Infolge dieser Politik wanderten zahlreiche lokale Emire und Sultane in den Nordjemen, nach Saudi-Arabien und in den Golf aus. Zugleich flohen Tausende von Kämpfern und Anhängern jenes Flügels der antikolonialen Bewegung im Süden, der in den Auseinandersetzungen mit der NLF kurz vor der Unabhängigkeit unterlag, in den Norden. Und auch viele Kader der ehemaligen Liga der Söhne Südarabiens - ein reformistischer Block, der die intellektuelle Elite der südlichen Stämme vereinte und großen Einfluss im Hadramaut, in Lahij und in Shabwa ausübte - sahen sich zur Auswanderung gezwungen.
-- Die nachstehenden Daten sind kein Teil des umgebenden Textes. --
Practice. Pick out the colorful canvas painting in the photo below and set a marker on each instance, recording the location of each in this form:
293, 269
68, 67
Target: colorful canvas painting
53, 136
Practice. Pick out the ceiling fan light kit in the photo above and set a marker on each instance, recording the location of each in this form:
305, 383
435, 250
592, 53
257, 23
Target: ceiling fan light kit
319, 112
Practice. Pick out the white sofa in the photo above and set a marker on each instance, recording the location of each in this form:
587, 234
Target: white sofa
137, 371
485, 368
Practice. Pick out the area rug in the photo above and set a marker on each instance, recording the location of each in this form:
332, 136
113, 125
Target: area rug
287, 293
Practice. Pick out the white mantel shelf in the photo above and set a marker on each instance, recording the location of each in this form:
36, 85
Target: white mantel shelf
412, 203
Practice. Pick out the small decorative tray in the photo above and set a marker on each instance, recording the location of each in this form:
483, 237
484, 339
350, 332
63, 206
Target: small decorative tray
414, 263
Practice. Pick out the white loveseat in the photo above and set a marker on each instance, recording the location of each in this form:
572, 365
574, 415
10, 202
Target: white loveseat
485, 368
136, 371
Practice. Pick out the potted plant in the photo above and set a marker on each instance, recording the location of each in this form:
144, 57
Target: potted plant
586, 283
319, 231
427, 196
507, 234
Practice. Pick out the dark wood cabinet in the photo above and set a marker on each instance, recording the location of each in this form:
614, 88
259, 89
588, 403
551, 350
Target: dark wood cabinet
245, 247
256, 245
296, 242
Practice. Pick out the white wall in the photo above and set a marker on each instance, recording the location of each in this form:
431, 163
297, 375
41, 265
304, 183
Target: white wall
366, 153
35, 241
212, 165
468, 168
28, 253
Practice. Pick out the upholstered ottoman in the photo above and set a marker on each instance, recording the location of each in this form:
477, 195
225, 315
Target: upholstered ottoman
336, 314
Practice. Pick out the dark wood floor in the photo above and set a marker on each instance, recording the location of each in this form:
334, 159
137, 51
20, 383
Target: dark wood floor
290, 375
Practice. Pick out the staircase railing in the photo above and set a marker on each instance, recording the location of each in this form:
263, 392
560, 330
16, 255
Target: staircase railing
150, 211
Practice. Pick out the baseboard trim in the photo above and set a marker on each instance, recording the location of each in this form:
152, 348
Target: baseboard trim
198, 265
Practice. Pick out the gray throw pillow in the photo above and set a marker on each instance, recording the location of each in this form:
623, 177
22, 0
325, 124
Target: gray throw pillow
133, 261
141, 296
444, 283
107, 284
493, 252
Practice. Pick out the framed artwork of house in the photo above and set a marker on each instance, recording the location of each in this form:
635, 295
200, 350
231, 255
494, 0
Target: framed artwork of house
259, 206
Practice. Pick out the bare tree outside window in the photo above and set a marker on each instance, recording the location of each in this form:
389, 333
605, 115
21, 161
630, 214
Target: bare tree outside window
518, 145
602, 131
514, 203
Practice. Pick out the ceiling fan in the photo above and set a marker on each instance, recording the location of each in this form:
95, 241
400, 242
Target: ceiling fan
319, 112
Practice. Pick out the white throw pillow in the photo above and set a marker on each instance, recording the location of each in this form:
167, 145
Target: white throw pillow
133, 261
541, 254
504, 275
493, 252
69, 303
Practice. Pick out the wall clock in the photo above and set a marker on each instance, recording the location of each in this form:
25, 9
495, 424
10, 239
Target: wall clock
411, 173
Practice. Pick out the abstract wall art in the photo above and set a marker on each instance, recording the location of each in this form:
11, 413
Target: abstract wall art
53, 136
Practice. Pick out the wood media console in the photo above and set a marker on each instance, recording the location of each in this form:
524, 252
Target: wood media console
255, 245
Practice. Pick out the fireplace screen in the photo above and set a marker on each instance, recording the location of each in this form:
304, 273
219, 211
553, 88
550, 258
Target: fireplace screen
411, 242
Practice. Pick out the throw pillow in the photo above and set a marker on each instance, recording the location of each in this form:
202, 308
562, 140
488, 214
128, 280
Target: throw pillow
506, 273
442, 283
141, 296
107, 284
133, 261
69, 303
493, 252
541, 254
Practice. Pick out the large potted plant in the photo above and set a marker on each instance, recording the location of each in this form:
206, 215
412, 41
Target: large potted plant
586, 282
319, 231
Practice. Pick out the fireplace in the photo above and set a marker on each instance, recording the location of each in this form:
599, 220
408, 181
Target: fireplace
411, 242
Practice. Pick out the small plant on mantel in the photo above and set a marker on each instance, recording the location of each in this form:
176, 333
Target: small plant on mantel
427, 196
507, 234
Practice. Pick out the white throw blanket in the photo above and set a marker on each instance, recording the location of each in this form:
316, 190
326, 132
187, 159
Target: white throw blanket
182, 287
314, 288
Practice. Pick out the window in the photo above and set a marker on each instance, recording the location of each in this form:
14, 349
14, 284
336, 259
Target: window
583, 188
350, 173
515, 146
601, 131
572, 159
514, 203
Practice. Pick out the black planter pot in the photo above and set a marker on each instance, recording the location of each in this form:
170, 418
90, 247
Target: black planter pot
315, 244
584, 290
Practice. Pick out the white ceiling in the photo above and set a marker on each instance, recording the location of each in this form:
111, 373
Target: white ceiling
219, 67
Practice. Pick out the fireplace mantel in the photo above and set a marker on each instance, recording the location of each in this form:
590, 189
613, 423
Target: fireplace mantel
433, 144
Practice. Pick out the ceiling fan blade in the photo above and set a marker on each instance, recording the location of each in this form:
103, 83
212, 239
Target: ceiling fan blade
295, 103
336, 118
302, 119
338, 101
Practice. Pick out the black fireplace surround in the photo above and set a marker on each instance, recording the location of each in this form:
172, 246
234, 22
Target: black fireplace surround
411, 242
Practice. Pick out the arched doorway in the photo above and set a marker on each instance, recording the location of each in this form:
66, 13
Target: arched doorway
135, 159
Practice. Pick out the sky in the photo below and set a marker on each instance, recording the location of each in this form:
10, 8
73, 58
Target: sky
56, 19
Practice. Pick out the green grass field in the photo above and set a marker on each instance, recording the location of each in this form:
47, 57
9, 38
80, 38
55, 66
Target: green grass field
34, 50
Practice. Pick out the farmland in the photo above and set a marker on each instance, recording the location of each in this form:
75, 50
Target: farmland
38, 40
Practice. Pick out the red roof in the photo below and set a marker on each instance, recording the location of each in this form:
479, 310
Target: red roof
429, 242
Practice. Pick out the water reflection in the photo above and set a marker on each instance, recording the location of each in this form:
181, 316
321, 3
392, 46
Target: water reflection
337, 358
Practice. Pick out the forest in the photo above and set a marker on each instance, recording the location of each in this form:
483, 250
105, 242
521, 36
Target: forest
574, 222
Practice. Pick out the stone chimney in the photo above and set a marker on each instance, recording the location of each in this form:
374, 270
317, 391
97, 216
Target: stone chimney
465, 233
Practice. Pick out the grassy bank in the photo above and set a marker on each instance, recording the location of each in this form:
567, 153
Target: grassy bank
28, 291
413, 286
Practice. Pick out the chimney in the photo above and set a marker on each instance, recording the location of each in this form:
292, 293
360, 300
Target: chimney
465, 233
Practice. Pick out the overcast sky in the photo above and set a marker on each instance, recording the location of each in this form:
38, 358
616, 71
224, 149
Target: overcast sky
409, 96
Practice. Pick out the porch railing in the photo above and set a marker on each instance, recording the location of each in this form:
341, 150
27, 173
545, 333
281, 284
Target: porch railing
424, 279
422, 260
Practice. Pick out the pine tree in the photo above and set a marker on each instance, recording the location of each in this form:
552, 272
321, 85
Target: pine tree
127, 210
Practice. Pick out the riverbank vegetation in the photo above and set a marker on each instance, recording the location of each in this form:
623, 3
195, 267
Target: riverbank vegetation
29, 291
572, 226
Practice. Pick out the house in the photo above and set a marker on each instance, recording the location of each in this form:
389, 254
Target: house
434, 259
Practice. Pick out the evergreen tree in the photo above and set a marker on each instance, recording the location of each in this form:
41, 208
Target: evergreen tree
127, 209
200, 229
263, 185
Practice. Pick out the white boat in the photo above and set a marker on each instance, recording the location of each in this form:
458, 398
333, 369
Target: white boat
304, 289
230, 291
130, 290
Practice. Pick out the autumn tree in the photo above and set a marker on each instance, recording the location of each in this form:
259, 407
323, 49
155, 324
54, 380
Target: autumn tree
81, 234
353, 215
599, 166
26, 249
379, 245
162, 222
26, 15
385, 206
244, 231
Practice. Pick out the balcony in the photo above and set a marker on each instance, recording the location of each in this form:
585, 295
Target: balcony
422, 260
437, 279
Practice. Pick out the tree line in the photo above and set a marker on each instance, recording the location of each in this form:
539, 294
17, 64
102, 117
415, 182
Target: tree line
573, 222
Die Führung der NLF wurde zu jener Zeit von ruralen Akteuren beherrscht, die zum Teil eine feindselige Haltung gegenüber den urbanen Eliten hegten, da diese jahrzehntelang mit den Briten zusammengearbeitet hatten. Aden, damals die modernste und vielfältigste Stadt auf der Arabischen Halbinsel, erschien den vom Lande kommenden Kämpfern der NLF als Verkörperung dessen, was sie als die kolonialistischen Pläne der Engländer zur Zerstörung der arabischen Identität der Stadt bezeichneten. Dieses von einer rural-revolutionären Romantik inspirierte Cliché zog unweigerlich direkte und indirekte Formen der Exklusion gegenüber den Bewohnern der Stadt nach sich. Daher kann man die Eliten in Aden als die ersten Opfer der Revolution betrachten.


Überlagerung von Ideologie und Regionalismus

Darüber hinaus führte das neue Regime eine umfangreiche Säuberungsaktion innerhalb der Armee durch, die die Briten aus Angehörigen verschiedener Stämmen und Gebiete im "arabischen Süden" aufgebaut hatten. Opfer dieser Säuberung wurden die Awaliq-Stämme (aus Shabwa und Abyan), die großen Einfluss in der Armee hatten, sowie einige militärische Führungskräfte aus Mudiya (Abyan). Diese Entwicklungen stärkten im Militär und im Sicherheitsapparat des neuen Staates den Einfluss einiger der NLF besonders nahe stehender Regionen wie Dali', Radfan und Dathina.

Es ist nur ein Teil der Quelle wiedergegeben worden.